Is China Too Scared to Risk Its Navy in Combat?

By the time the First World War erupted in 1914, Imperial Germany had spent a fortune building a potent fleet of battleships to challenge the Royal Navy.

And what did these battleships do for most of the war? Nothing, because Kaiser Wilhelm II feared the humiliation of losing his battlefleet.

Will today’s China also hesitate to risk its vaunted new aircraft carriers?

In recent years, Beijing has invested much in its navy. Not just money, but also prestige as Chinese propaganda has crafted an image of a high-tech armada that can challenge the U.S., Japan and other nations for naval primacy in the Western Pacific.

Like the Kaiser’s battleships, the most visible symbol of this transformation is the PLAN’s growing fleet of aircraft carriers, which now comprises an old ex-Soviet carrier, plus the newly commissioned Shandong – China’s first domestically-built carrier. Beijing reportedly has plans to build additional carriers, backed by new cruisers, destroyers and submarines, that has some Western experts warning that China’s naval power will overtake America’s by 2035.

“Beijing’s naval prowess has buoyed its confidence, a mindset that had been absent in previous discourse,” according to a new study of the China-Japan naval rivalry by the U.S-based Center for Strategic and Budgetary Assessments.

“China is increasingly convinced that it possesses the means and skills at sea to bend Japan to its will. Such confidence will increase the likelihood that Beijing would act on its threat of violence. The convergence of China’s hardening national will and growing naval power thus bodes ill for the future stability of the Indo-Pacific.”

Yet Chinese leaders are also haunted by the painful defeats of China’s recent naval history. During the Sino-Japanese War of 1894-1895, China’s antiquated navy was smashed by a Japanese fleet that had built to resemble Western navies. The war “arguably deprived China of a capable navy for over a century,” CSBA noted. “The naval defeat also exposed the Qing government’s incompetence and delivered a major psychological blow against the regime. It set in motion massive social turmoil, such as the Boxer Rebellion, that would grip China and eventually bring down Manchu rule. A naval loss of similar magnitude today could thus do unspeakable harm to the personal reputations of Chinese leaders and the Party’s credibility.”
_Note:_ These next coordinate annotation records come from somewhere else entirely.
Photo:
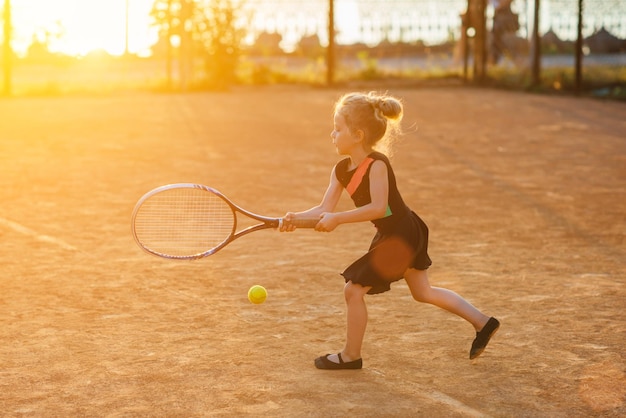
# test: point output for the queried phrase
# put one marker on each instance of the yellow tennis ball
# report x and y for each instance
(257, 294)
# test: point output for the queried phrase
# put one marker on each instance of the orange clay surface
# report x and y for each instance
(524, 196)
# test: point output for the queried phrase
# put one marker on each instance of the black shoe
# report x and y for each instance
(483, 337)
(324, 363)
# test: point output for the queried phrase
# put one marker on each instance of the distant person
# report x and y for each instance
(504, 23)
(400, 247)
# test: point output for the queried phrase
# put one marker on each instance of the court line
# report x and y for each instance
(21, 229)
(453, 403)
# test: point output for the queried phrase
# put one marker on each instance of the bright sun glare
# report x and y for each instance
(82, 26)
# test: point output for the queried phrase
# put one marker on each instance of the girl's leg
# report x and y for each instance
(443, 298)
(356, 322)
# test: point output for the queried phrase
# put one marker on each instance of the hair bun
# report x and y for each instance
(390, 107)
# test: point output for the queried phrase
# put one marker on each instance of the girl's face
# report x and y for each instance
(343, 139)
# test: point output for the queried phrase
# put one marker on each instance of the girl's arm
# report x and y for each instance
(328, 204)
(379, 192)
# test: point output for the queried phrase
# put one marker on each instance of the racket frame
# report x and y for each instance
(266, 222)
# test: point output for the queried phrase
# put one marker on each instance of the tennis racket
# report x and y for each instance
(188, 221)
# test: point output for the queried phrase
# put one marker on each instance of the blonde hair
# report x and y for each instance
(377, 115)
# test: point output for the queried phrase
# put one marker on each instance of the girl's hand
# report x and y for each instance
(286, 225)
(328, 222)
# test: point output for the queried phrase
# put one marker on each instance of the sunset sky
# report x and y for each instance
(88, 24)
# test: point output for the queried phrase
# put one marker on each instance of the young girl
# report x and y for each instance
(399, 248)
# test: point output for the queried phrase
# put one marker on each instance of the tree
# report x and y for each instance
(220, 41)
(205, 30)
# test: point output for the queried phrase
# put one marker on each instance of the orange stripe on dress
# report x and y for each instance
(357, 178)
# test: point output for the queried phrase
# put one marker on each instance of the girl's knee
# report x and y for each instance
(351, 291)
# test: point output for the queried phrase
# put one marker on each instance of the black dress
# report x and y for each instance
(401, 240)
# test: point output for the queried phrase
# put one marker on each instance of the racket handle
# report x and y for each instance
(303, 223)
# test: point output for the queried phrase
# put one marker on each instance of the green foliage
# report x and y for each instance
(209, 31)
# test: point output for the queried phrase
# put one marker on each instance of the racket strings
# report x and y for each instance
(183, 222)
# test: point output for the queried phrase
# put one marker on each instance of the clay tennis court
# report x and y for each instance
(524, 195)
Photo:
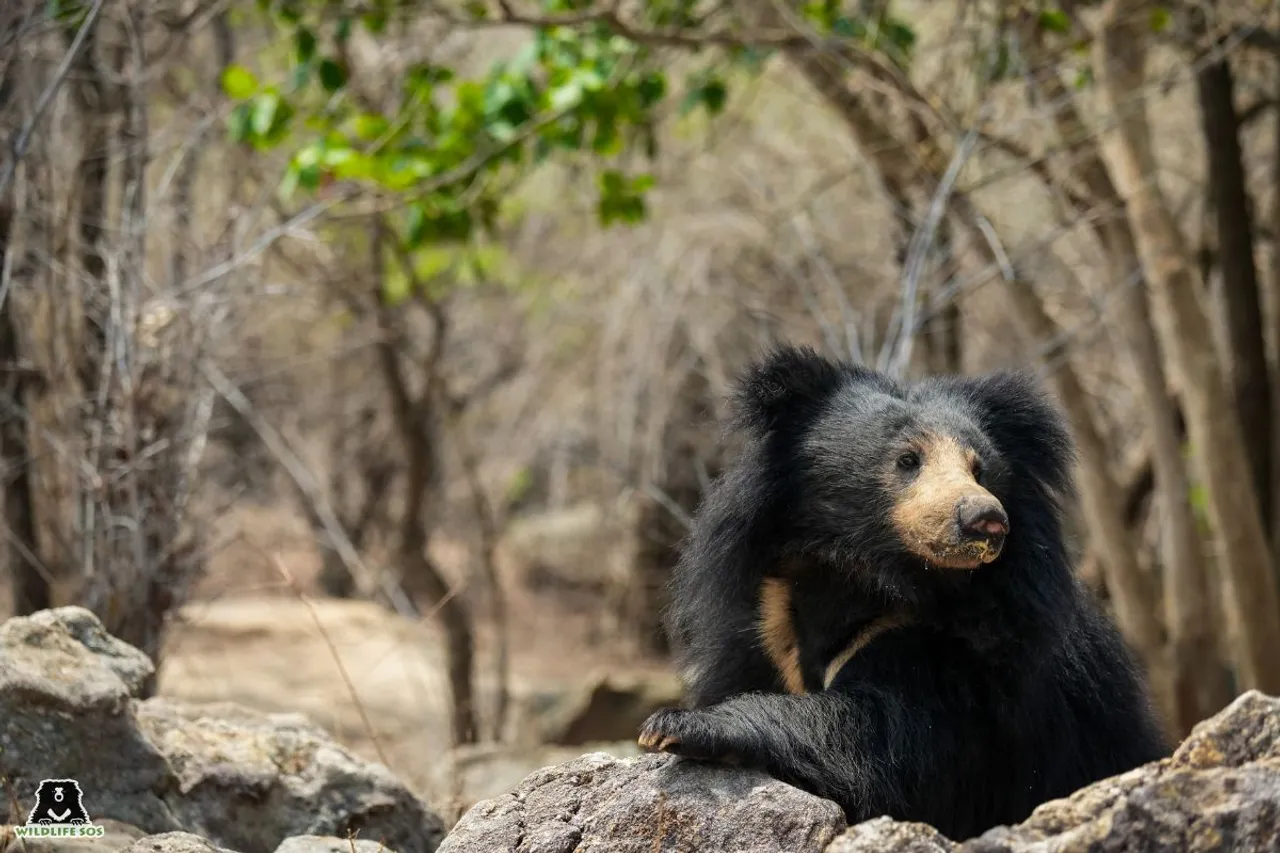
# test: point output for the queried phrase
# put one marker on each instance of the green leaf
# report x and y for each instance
(332, 76)
(370, 126)
(1054, 21)
(305, 45)
(238, 82)
(265, 109)
(238, 124)
(415, 226)
(650, 89)
(714, 94)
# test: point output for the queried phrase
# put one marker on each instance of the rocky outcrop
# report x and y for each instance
(1219, 792)
(644, 804)
(240, 779)
(165, 776)
(604, 707)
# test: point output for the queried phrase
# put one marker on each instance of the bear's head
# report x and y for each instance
(942, 474)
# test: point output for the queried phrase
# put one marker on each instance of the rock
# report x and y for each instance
(174, 843)
(487, 770)
(330, 844)
(608, 707)
(251, 780)
(65, 710)
(883, 834)
(241, 779)
(115, 836)
(1220, 790)
(647, 804)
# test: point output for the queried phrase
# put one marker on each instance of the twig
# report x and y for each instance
(23, 138)
(333, 649)
(301, 477)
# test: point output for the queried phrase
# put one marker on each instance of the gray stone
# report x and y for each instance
(330, 844)
(115, 836)
(598, 803)
(1220, 790)
(607, 707)
(65, 711)
(251, 780)
(174, 843)
(243, 780)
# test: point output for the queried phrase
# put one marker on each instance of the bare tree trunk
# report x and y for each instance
(28, 580)
(1239, 290)
(1251, 597)
(416, 422)
(1200, 685)
(1275, 322)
As Winston Churchill said, “Dictators ride to and fro upon tigers from which they dare not dismount.” Military defeat in the Russo-Japanese War of 1904-1905, and the Falklands War of 1982, resulted in revolution and the eventual overthrow of the government.

“Chinese strategists, who study the past closely, know this history well and see this correlation,” Toshi Yoshihara, who co-authored the CSBA study, told Uncommon Defense. “I suspect Chinese leaders, obsessed as they are about staying in power, would be alert to this correlation.”

CSBA argues that the U.S. and Japan can exploit this sensitivity. “The United States and Japan must possess the capacity and capability to inflict crippling losses on China’s entire naval fleet in a war at sea. A credible posture that can deliver on the promise of fleet destruction— to reprise the fate that befell the Beiyang Fleet in 1894—could go far to influence Chinese calculations and to deter Beijing.”

On the other hand, there is a danger in mirror-imaging: just because the U.S. fears humiliation if a high-value target like an aircraft carrier is sunk, doesn’t mean China is equally sensitive.

“The task before us is to better understand how the Chinese Communist Party and the PLA [People’s Liberation Army] understand and evaluate risk at sea,” Yoshihara said. “Is the Party and the PLA more or less risk averse when it comes to the fleet? Under what circumstances would the Party leadership risk the fleet or not?”